2013-01-02T12:00:00Z-11:00

is invalid for Somoa. However, if you didn't specify the offset as part of the stored data, you could get away with looking up the time zone for Pacific/Apia indexed by some granularity, say, year. This way you can record both offsets before and after 2011. We could encode the timestamp simply as

2013-01-01T01:00:00Z // UTC

and the lookup for the year 2013 would reveal that Pacific/Apia is +13:00 meaning we can now shift this date over properly for Samoans. In fact, you don't even need to store the specific index as most time zone databases that third party libraries provide already extensively document this information.

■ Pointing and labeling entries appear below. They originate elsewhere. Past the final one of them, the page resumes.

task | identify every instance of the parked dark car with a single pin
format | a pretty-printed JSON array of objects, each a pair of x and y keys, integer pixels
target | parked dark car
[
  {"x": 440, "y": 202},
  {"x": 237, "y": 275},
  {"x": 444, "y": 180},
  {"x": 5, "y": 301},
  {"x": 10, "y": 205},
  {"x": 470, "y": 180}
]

Its important to keep your timestamps in a canonical timezone. In the case of Unix Epoch, by definition the seconds from midnight January 1st 1970 needs to be in UTC, similar to the default timezone for ISO8601. Picking a canonical time zone, specifically UTC, will save you a lot of time from painful sleuthing as two dates without timezone information could be from different timezones.

Chat applications have to pay particular care to this. If someone is sending messages from San Francisco but another person is replying from Beijing, the time difference is an important part of the UI. How many hours are we off? When did they really read my message? Did they send it before or after me? Causality is its own can of worms for distributed systems, hence this is a bit of a hand-wavey argument that is ignoring some really critical (and nasty) aspects of time, but having most things stored as a single time zone and stashing client time zone preferences or figuring out what their device location is and using the time zone from that can save a lot of grief.

As a recap here's the basics:

  1. Pick one format and stick to it
  2. Always store your timestamps in a single, canonical time zone
  3. Store time zone preferences for clients as a string rather than the offset

And that's a short primer. Time can get a lot more nuanced, such as focusing on monotonically increasing time for servers and thinking through concerns like storage space, but most applications won't need to care too much about these things. A little upfront focus on consistency will save you a lot of shed tears.